The 2002 Arab Peace Initiative (API), which offers Israel peace and normal relations with Arab countries in return for territories and a just solution to the refugee problem, represented another basis for a comprehensive solution. The API is mentioned in the Middle East Road Map that President George W. Bush presented in 2003. A few months before that, the API was endorsed by the Organization of Islamic Cooperation in its annual meeting, which took place in Teheran. It would be difficult for Iran to turn down an American-Israeli plan that ended forty-five years of occupation of what they perceive as Muslim land. In addition, they would be able to take credit for the establishment of a Palestinian State, ending the Jewish annexation of the holy sites in Jerusalem and finding a solution to the Palestinian problem. The plan would leave the door open for a settlement with Syria and Lebanon on the basis of territories for peace and security arrangements.
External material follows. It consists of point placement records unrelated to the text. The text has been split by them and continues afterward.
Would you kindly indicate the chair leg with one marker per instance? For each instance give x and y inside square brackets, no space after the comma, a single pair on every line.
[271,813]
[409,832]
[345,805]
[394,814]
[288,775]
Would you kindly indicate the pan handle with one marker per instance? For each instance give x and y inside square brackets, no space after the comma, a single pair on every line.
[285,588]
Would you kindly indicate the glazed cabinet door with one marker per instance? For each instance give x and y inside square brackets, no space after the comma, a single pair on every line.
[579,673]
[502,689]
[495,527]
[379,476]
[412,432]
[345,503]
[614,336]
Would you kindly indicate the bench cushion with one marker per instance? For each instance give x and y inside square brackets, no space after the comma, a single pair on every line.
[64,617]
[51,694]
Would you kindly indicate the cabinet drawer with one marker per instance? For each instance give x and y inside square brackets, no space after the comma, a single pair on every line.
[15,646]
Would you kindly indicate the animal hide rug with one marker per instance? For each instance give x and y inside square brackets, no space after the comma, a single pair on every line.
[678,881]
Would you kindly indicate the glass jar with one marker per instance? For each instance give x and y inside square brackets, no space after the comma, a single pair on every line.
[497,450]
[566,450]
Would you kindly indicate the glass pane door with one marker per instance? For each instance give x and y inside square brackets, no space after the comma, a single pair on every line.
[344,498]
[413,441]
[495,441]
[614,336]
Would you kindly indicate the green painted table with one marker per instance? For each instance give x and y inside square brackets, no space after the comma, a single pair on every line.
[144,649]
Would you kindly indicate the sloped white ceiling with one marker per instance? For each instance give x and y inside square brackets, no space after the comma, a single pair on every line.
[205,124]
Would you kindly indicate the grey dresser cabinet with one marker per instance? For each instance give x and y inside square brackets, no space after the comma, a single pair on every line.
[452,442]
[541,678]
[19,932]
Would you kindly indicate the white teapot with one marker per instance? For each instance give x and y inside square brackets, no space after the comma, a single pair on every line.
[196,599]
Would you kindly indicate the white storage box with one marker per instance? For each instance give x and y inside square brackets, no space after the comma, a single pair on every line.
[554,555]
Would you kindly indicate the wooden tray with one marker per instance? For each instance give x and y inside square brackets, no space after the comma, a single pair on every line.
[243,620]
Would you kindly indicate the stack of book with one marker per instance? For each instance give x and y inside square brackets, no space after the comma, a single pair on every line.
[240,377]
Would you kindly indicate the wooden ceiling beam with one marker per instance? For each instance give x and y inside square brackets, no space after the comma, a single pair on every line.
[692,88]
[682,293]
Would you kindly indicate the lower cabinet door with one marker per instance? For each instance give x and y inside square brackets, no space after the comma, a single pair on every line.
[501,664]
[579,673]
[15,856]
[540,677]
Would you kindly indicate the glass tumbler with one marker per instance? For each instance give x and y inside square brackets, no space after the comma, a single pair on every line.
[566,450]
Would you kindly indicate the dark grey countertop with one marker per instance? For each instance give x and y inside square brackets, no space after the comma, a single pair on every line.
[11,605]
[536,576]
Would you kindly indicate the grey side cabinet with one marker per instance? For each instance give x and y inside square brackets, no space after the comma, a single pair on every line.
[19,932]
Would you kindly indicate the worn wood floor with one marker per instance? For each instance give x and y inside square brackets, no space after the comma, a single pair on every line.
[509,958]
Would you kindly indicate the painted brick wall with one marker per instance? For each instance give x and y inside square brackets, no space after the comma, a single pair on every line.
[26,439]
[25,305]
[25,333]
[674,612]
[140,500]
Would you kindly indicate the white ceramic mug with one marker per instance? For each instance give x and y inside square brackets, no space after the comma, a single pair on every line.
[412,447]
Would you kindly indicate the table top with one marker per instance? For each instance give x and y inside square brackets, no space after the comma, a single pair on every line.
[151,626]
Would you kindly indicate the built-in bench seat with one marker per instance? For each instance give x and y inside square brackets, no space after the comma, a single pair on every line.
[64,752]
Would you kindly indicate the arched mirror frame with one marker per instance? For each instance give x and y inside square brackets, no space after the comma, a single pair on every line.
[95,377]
The Nuclear Nonproliferation Treaty conference, scheduled to be held in Helsinki in December, offers Israel and Iran a platform for building the pillars of proliferation of peace and nonproliferation of WMD. Two years ago, Israel voiced opposition to such a conference, but according to an April 11 report in Ha'aretz Israeli Daily, Finland's undersecretary of state for foreign affairs Jaakko Laajava visited Jerusalem recently for talks about Israel's involvement in the conference. In January, Laajava met with Iran's foreign minister Ali Akbar Salehi. He also visited other regional countries and held meetings with UN officials as well as representatives of countries that have permanent membership in the UN Security Council.
Despite Israel's concern that the Arab countries will use the conference to curb its nuclear capability, Israeli officials did not refuse to participate in the disarmament talks in Finland. In its final decision, the Israeli government will have to take into consideration the American position. Washington is concerned that if Israel decides to turn down the invitation to the Helsinki meeting, the conference will fail, thus causing an erosion of the NPT mechanism.
It is not a coincidence that the conference was scheduled for the end of the year. Unfortunately, as in other global conflicts, President Obama tailors his agenda to his reelection campaign, preferring to make populist, short-term anti-Iran statements that promise a standing ovation in AIPAC's convention. But a Madrid-like international conference could pave the way to a long-term regional peace and put an end to the Middle East nuclear race.
Akiva Eldar is the chief political columnist and an editorial writer for Haaretz. His columns also appear regularly in the Ha'aretz-Herald Tribune edition.